— Веру враньем не укрепишь, — ворчал Голощапов, — для веры правда нужна.
— Какое же в этом вранье? Просто об одном коротко пишут, о другом пространно.
Голощапов еще что-то проворчал, за ночь он тоже промерз и намаялся. Да не только за ночь, всю зиму сорок первого мотался с полком по лесам и полям на свирепом морозе. Устал, иногда подумывал: «Хоть бы ранило — отоспался бы в госпитале на чистой постели, в бане настоящей попарился…»
Я не стал с ним спорить, позвонил по телефону и доложил начальнику разведки капитану Новикову о флагах. У начальника разведки находился комиссар полка майор Арбузов. Он взял трубку. Как обычно, говорил спокойно и не торопясь.
— Как ведут себя немцы?
— Тихо.
— Ночью движения не отмечалось?
— Нет.
Майор помолчал, потом задумчиво добавил:
— День сегодня такой, что можно ждать от них любой подлости.

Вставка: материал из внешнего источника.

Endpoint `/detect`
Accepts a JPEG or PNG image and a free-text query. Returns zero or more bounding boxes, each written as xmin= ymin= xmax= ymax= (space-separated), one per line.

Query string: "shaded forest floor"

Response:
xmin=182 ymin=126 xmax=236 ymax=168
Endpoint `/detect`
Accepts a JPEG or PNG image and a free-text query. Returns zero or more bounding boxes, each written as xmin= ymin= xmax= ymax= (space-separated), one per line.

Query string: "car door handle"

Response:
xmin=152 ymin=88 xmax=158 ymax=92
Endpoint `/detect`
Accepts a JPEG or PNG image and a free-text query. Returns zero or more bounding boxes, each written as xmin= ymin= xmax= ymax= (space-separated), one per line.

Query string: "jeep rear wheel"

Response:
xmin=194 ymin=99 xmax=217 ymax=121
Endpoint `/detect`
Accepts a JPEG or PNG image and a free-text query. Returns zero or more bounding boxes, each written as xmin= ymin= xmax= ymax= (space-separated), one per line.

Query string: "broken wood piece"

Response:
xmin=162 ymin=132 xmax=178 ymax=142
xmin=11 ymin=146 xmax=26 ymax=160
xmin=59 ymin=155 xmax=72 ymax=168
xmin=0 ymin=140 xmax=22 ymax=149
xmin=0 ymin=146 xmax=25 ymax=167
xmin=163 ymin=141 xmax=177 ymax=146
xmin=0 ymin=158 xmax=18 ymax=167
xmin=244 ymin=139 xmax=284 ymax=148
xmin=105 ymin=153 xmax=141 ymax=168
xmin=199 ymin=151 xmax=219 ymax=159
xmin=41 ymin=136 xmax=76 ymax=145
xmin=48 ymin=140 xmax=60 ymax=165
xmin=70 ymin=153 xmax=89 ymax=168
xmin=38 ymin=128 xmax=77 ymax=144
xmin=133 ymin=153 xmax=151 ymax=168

— А что за день? — спросил я.
Арбузов дышал над трубкой. Что-то его сдерживало, не говорил прямо о случившемся. Наконец комиссар сказал:
— Сейчас приду на НП, расскажу. Дождитесь меня там, пожалуйста.
Он всегда говорил в таком тоне: «прошу вас», «было бы очень хорошо», «пожалуйста». Все знали, что еще недавно, до войны, Арбузов был вторым секретарем райкома партии где-то на Алтае. Огромного роста, с очень добрым выражением крупного, несколько располневшего лица, комиссар, несмотря на военную форму, воспринимался окружающими человеком гражданским, сугубо партийным работником. Отдавая распоряжения, Арбузов не стоял по стойке «смирно» и сам не требовал этого от подчиненных. Он отлично понимал — это будет выглядеть у него неестественно и покажется напускным или даже смешным. Поэтому комиссар держал себя просто, занимался делом без лишних формальностей и некоторых, чисто внешних, военных правил. Но это совсем не значило, что его обходили и не слушались в делах служебных. Совсем наоборот! Уж если Арбузов скажет: «Прошу вас», то человек бросит все и выполнит распоряжение.
Была в Арбузове какая-то государственная непререкаемость. Он мог послать человека на смерть без колебания, если того требовало общее дело. Ни у кого ни на минуту не появлялось сомнения в необходимости такой жертвы. Каждый был уверен, если сказал комиссар, то это единственно правильно, неизбежно и честно. И вместе с тем Арбузов мучительно стеснялся, когда ему приходилось обременять человека какой-нибудь неслужебной просьбой.
Я видел однажды, как Арбузов покашливал и мялся, маскируя смущение, прежде чем обратился к офицеру, уезжавшему в отпуск по болезни. А просьба-то была пустяковой, всего и сказал: «Пожалуйста, бросьте мое письмо где-нибудь подальше в тылу, в настоящий почтовый ящик. Здесь очень долго пробиваются по фронтовым дорогам… А дома ждут… дети, жена».